S'il est important pour la suite de l'histoire que les marchands parfumeurs soient des géants cannibales, alors ça se justifie. Mais si ce n'est pas important, si c'est juste un détail en passant, un truc inventé pour être original ou pour ajouter de la supposée richesse à l'arrière-monde, je crois que c'est un problème.

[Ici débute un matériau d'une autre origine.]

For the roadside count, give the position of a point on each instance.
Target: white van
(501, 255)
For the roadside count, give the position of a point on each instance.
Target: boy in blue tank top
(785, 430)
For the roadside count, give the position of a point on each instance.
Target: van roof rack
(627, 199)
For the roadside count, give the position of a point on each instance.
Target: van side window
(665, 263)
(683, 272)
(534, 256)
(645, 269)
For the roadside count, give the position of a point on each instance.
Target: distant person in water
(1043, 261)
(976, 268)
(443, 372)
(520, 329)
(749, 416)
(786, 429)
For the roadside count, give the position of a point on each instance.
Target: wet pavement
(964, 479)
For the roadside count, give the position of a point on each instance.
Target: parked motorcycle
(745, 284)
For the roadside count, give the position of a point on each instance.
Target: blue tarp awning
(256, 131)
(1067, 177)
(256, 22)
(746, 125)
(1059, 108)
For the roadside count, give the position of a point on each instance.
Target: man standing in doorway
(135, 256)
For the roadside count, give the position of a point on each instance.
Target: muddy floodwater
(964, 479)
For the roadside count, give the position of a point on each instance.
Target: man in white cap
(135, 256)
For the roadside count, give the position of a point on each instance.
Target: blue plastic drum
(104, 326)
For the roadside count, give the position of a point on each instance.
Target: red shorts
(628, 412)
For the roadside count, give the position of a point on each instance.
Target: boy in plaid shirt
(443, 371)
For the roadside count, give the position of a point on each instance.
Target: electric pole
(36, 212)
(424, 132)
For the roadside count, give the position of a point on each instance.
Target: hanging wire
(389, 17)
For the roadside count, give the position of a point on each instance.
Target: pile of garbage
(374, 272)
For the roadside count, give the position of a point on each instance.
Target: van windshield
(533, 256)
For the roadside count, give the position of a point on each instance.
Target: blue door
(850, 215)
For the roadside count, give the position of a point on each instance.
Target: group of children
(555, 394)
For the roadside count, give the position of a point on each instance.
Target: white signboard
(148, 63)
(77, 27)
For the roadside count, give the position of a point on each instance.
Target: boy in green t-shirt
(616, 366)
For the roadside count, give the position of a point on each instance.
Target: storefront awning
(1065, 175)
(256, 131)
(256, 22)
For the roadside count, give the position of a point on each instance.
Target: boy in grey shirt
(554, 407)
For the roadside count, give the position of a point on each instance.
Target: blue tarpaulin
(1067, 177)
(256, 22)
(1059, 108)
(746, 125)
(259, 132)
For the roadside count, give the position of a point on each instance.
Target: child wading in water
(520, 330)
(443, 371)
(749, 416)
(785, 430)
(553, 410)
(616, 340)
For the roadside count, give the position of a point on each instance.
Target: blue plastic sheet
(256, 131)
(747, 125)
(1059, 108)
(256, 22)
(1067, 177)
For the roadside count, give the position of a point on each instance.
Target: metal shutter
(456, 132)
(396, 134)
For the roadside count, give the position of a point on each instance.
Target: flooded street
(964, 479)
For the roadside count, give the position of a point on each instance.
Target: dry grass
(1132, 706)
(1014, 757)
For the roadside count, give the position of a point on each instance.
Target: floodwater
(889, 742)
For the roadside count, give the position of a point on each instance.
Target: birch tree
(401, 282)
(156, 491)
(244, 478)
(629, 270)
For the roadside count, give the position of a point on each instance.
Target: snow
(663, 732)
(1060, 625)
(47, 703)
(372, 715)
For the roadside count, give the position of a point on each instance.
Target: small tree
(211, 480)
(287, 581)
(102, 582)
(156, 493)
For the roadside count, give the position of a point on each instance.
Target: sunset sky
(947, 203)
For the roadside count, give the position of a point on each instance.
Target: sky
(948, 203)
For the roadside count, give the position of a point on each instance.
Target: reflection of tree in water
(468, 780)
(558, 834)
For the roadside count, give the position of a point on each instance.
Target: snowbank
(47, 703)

De la même manière, je pense qu'un lecteur aime, quelque part vers le milieu d'un roman de SFF, avoir l'impression qu'il a compris les règles de l'univers et que, à partir de ce point, il peut essayer de comprendre comment les personnages vont résoudre leurs problèmes en jouant avec ces règles. La tendance que j'observe depuis quelques années, dans les livres de SFF destinés à un public chevronné, c'est l'ajout constant de nouvelles couches de règles et d'exception à ces règles, qui finissent par sur-complexifier l'univers et par rendre impossible, pour le lecteur, d'anticiper l'intrigue. Oh, le lecteur ne peut pas deviner la fin, c'est sûr. Mais il ne peut pas non plus être surpris, puisqu'il comprend, vers les deux-tiers de l'histoire, qu'il ne lui sert à rien d'essayer de se bâtir sa propre idée du dénouement, car les règles changent constamment et les détails du système ne lui sont jamais entièrement connus.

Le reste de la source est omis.